Even Justice Thomas Buergenthal, the American judge who cast the only dissenting vote in the ICJ decision, recognized the Palestinian right to self-determination, reiterated Israel’s obligation to international humanitarian law, and conceded that there were legitimate questions as to whether the barrier, given its route, qualifies as self-defense. In response to the ICJ’s concerns, the Knesset has claimed that the separation wall is only a “temporary” measure, to be reversed as soon as the Palestinians and Israelis reach a successful peace agreement.
This position, of course, would be more convincing if the construction of Jewish-only settlements on the disputed land between the wall and the Green Line hadn’t risen sharply almost immediately after the wall was approved. The original Israeli settlements in the West Bank (which have also been declared illegal by multiple ICJ rulings and UN resolutions, as a breach of the fourth Geneva Convention) were also called “temporary” at first. They began as military outposts and evolved into civilian settlements. Eventually, they were regarded as “facts on the ground” during negotiations. It’s reasonable to wonder whether these new settlements will follow suit.
Israeli courts, though ruling in favor of a slight route revision in the Ramallah district, have opted not to accept the ICJ’s decision, even though they have acknowledged that Israel controls the West Bank in a “belligerent occupation” and that the “law of belligerent occupation…imposes conditions” on the occupying military, even in security sensitive areas. Bil’in was one of the villages in the Ramallah district that the courts approved for rerouting. Regardless, construction has continued as planned.
As I stood on top of that hill in Bil’in, I observed a sandy dirt road that paved a clear path through the wild goat grass, dodging the occasional sabra cactus, toward the edge of the separation wall. A cacophony of village noise consumed me: a child crying, a mother consoling. The sound of Israeli riot dispersal techniques reverberated throughout the village. The deafening boom of a 44mm rubber bullet echoed from a sister protest in the nearby village of Na’alin. Tear gas canisters hissed through the air.
Despite the generally non-violent nature of the weekly protests against the separation wall, 16 demonstrators have been killed over the years. Of those, ten were children under the age of 18. 15 were killed by live ammunition, a method of riot dispersal banned by the IDF following the second intifada because of its highly lethal nature.
We began to march toward the wall. Some chanted in Arabic, others simply held signs. As soon as we stepped into the “closed military zone,” which extended far into the village, IDF riot control began to shoot tear gas into the crowd.

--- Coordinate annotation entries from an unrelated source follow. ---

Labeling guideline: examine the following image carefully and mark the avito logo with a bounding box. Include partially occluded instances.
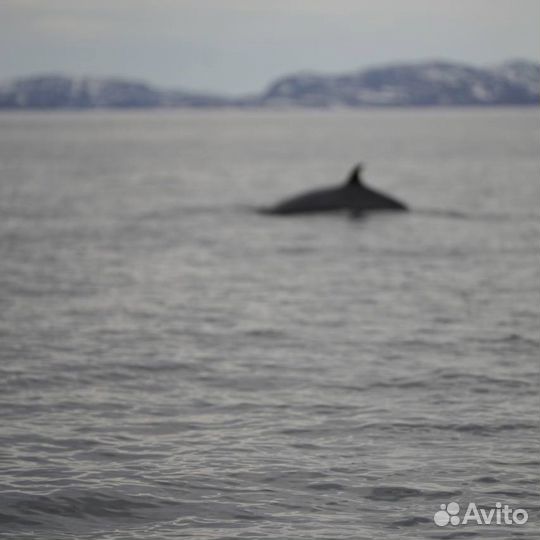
[433,502,529,527]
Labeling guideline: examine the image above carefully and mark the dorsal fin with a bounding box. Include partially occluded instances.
[346,163,362,186]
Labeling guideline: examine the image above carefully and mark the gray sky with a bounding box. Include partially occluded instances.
[0,0,540,93]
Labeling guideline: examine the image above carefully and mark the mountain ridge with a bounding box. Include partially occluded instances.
[0,60,540,110]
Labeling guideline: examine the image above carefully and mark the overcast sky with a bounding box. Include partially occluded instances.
[0,0,540,93]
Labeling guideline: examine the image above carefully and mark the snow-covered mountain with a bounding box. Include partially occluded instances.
[261,61,540,107]
[0,60,540,109]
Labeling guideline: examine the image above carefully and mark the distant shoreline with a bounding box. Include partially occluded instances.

Some protesters fled, visibly suffering from tear gas inhalation. Others continued toward the wall, where they intended to plant a Palestinian flag in symbolic expression of their resistance. They were met with rubber bullets.
It’s a tragic story, but even more tragically, it’s not a new one: Land stolen, the inhabitants 1. stripped of their right to due process under the pretense of the post-colonial power’s “national security” 2. forced to prove residency or risk deportation from their own home and 3. shot at when they attempt to reclaim their dignity and rightful property. Let’s learn from history and never again let fear and xenophobia trump ethics in a world that claims to have evolved.